Alright, you won’t know Silas if you have not read the Code. But you will certainly appreciate what the teacher said if you have been passionately following something in life. I know. I have been nurturing the ambition to drive a modern Ferrari for some time now. And you thought these things come easy, right? Just as you resign yourself to your fate, as your faith gets watered down, as your head starts drooping, comes the reward. In my case, the unthinkable happened on a fine morning, with a blast across the Mumbai-Pune Expressway in a Maserati Quattroporte to catch up with, ahem, a blood red Ferrari 360 Modena. Sure, the model has been superseded by the F430, but to me the appeal of a Ferrari can and should outlast the effect a mere model change can create.
Let me cut through the peripherals and get to the fundamental. How does it feel driving the Maser and the Ferrari back-to-back? Be honest and skip the following line if you are below 17. Driving the Maserati is like learning the art of love-making through a correspondence course. Good fun. Driving the Ferrari is like being molested by a bunch of Miss Universe contenders backstage. Dream come true.

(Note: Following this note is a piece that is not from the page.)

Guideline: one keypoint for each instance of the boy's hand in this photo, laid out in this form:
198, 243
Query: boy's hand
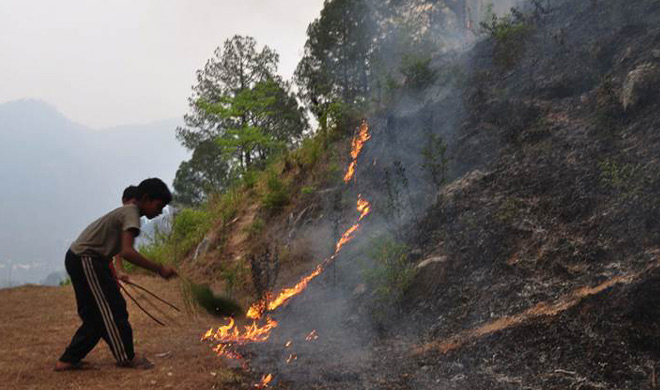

The Maserati is complete, beautiful and perfectly formed. The Ferrari is sinful, stunning and chiselled. These are true-blooded Italian cars that reaffirm the one myth that we all want to believe in – that Italians make the most beautiful cars in the whole world. There is The Divine Proportion that you see everywhere in nature as explained very well in the Code again. And in front of me were two cars created the way God intended them to be.
The Ferrari interior reflects a lost opportunity with a dashboard that would have been all right in the San Storm. Panel gaps that tempt you to put whole hands in and glued-in monikers accentuate the fact that it is all hand assembled. But look close and you see unreal numbers on the large, white-on-black dials, you see the 8500 rpm redline and take a deep breath, you run your hands through the six-speed shiftgate and bite your lower lip, you see the 340 kph listed on the speedo and let out a sigh. You know you are moments away from a para-normal encounter. And before you know, you are hyperventilating and craving for the drive of your life.